The upshot of the Bernie Sanders and Donald Trump phenomena is that both parties are moving to the left.
Sanders’ and Trump’s styles and affects are very different — the rumpled, oddball lecturer in Socialism 101 vs. the boastful, power-tie-wearing business mogul — but they have worked in tandem to ensure that the center of gravity in this fall’s presidential election will be further to the left than it has been in decades.
By seizing the initiative in their race from the beginning to what looks like an increasingly bitter end, Bernie Sanders has made Hillary Clinton, the cautious inheritor of a family political legacy built on centrism, into the mouthpiece of a watered-down version of his left-wing populism.
No matter how much Bernie Sanders hates the banks, Hillary Clinton despises them just as much (past paydays notwithstanding).
In effect, Sanders and Trump have executed a squeeze play on the Madam Secretary. Sanders pushed her to the left on trade and Social Security in the primary, when she disavowed the Trans-Pacific Partnership that she helped negotiate and embraced increasing Social Security benefits. She probably won’t be snapping back to the center on those issues in a general election because it would open her up to Sanders-like attacks from Donald Trump.
Such is the shift in the tectonic plates of our politics that the presumptive Republican nominee for president, endorsed by voices on the right ranging from Sean Hannity to Mitch McConnell, is making a far-fetched but not entirely irrational pitch for the support of fans of a Vermont socialist.
It’s unlikely that anyone currently “Feeling the Bern” is going to shift to wanting to “Make America Great Again.” Trump’s un-PC pronouncements alone are presumably enough to repel Sanders supporters. Yet there is enough overlap in Trump and Sanders — the protectionism and noninterventionism, the belief that the political and economic system is rigged — that Trump might as well give it a try.

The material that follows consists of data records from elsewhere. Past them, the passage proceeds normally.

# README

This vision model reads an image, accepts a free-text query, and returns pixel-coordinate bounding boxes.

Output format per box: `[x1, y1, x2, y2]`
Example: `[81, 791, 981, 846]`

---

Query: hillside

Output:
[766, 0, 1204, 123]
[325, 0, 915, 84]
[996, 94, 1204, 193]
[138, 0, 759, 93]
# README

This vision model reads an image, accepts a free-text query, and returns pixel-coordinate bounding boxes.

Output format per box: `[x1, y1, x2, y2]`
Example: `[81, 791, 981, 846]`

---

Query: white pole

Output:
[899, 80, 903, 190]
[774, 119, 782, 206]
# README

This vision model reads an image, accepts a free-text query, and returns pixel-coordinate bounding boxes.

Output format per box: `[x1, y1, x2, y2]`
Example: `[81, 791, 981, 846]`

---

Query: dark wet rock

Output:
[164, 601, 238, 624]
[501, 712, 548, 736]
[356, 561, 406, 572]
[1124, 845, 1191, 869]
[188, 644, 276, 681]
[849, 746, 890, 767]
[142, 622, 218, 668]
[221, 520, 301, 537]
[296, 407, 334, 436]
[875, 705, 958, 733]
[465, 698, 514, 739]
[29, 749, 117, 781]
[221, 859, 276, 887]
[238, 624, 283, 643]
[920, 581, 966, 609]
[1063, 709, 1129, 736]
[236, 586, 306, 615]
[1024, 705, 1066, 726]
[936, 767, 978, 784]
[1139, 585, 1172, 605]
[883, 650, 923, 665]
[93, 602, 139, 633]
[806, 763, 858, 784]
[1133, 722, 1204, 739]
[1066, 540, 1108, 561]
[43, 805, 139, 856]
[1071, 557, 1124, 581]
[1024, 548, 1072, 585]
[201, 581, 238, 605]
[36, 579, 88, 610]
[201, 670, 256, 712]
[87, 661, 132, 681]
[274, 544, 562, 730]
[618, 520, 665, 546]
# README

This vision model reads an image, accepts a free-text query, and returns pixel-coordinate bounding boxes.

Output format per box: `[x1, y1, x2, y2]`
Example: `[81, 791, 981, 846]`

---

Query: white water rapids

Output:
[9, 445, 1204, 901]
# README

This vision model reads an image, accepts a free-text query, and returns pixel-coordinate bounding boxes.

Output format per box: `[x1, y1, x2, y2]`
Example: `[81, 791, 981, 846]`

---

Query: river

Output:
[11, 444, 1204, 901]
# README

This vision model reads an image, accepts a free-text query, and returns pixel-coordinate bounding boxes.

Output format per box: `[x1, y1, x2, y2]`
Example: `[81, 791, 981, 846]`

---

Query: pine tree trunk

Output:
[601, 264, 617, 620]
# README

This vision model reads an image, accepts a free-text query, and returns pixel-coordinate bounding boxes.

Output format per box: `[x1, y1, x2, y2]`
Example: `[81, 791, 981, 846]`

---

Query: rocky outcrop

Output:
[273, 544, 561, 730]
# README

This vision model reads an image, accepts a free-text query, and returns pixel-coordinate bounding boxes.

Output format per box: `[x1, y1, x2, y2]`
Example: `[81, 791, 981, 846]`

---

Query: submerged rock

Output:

If the grass-roots movement that Sanders has built will pressure Democrats all the way to the Philadelphia convention and beyond, Trump has arguably done more to pull the country’s politics portside. He has, for now, managed to do what the Democrats and the media have been attempting for most of the Obama era: to kill off the tea party as a national force.
By dividing it, eclipsing it and making its animating concerns of limited government and constitutionalism into afterthoughts, Trump has neutered a heretofore potent vehicle against Big Government. With or without Sanders, the Democrats were going to drift in a more progressive direction. It was far from inevitable, though, that the Republican Party would de-emphasize its opposition to growth in the size of government. That is entirely the doing of Trump.
The irony is that an era of Republican politics characterized by insistence on doctrinal purity and anger at Beltway dealmaking is ending with Trump at the helm of the GOP. It’s a little like the agitation of the French Revolution, all aimed at achieving more liberte, egalite, fraternite, concluding in the rule of Napoleon Bonaparte.
However ideologically indistinct Trump was during the primaries, he has gotten fuzzier since becoming the presumptive nominee. The lazy line on Donald Trump is that he’s a far-right populist. Not at all. He’s a centrist populist.
The key to moving the GOP to the center wasn’t high-minded scolding about its tone and unreasonableness, as Jon Huntsman, John Kasich and Jeb Bush all attempted, but an extremely combative tone and a few signature unreasonable positions. Once Trump established his reputation as a bomb-thrower, it didn’t matter that he was to the left of everyone else in the field or promised to spend most of his time as president cutting deals.
Between Sanders moving Clinton further from the center and Trump moving the GOP toward it, the socialist and the mogul have forced American politics to take a collective step to the left.